Тачевский поклонился королю в ноги, а тот взял со стола налитый бокал.

— Господа! — воскликнул он. — Пью за здоровье молодых!

Кругом раздались голоса: «Vivant! Crescant! Floreant!», после чего король снова заговорил:

— Наслаждайся счастьем, пока еще есть время, так как оно долго продолжаться не может. Ты можешь остаться на несколько дней, но потом должен поскорее догнать нас, потому что мы не будем ждать тебя.

— Скорее жена ваша выдержит без вас, чем Вена без нас! — смеясь, проговорил Марк Матчинский.

— А ведь пан Любомирский уже щелкает там турок, — заметил один из гусар.

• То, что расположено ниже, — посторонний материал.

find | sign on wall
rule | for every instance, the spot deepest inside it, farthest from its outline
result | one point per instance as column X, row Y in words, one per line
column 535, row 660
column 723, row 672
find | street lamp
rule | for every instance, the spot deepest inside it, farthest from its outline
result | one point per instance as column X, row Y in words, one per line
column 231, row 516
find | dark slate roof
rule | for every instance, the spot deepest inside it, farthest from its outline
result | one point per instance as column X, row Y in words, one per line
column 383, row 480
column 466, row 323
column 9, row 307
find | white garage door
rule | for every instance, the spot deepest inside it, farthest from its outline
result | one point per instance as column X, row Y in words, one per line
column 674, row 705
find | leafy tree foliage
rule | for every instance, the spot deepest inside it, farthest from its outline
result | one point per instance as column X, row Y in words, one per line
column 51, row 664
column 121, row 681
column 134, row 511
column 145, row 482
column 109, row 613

— Я имею добрые вести о наших войсках, — проговорил король, — которые приказал Матчинскому захватить с собой, чтобы прочесть их вам, на радость вашим солдатским сердцам, Вот что пишет мне о битве под Пресбургом князь Лотарингский, императорский генералиссимус.

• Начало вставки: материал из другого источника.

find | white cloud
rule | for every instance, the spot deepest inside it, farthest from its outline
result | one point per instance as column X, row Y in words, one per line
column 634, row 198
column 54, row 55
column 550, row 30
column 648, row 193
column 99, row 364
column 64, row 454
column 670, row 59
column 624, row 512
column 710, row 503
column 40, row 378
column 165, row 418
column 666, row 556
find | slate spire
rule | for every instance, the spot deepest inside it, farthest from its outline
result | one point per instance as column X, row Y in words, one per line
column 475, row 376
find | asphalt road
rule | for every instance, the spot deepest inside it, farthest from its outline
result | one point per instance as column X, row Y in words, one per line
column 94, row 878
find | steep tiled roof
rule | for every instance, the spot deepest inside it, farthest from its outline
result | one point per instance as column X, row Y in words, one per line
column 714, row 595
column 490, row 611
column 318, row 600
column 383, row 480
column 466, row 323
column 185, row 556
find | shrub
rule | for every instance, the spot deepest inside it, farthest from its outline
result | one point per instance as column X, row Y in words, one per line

И король начал читать вслух несколько медленно, так как он читал для шляхты по-польски, а письмо было написано по-французски.

«Имперская кавалерия боролась храбро и с воодушевлением, но верх одержали только поляки, которые не оставили немцам никакого дела. Не нахожу слов для похвалы силы, храбрости и выдержки пана Любомирского, офицеров и солдат, которыми он командует…»

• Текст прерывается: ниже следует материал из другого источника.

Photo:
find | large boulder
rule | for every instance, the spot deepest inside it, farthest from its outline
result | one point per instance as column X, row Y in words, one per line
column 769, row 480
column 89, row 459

— Вот что мне пишет князь Любомирский. Битва была большая, да и слава наших немалая!

— Отличимся и мы не хуже! — воскликнули солдаты.

— Верю и надеюсь, но необходимо спешить, так как следующие письма не предвещают ничего хорошего. Вена едва уже дышит, и весь христианский мир смотрит на нас: поспеем или не поспеем?

— Ну, здесь осталось немного войска, а главные силы, как я слышал уже, ожидают нас с гетманами в Тарновских горах, — проговорил ксендз Воиновский. — Конечно, Вена нуждается в наших руках, но не настолько, насколько требуется присутствие такого вождя, как ваше королевское величество. Король улыбнулся и сказал:

— Слово в слово пишет мне то же самое и князь Карл. Итак, господа, держите поводья в руках, ибо каждую минуту я могу приказать выступить в поход.

— Когда же, милостивейший король? — спросило несколько голосов. А король вдруг сделался серьезным:

— Завтра я отправляю те полки, которые еще остались у меня.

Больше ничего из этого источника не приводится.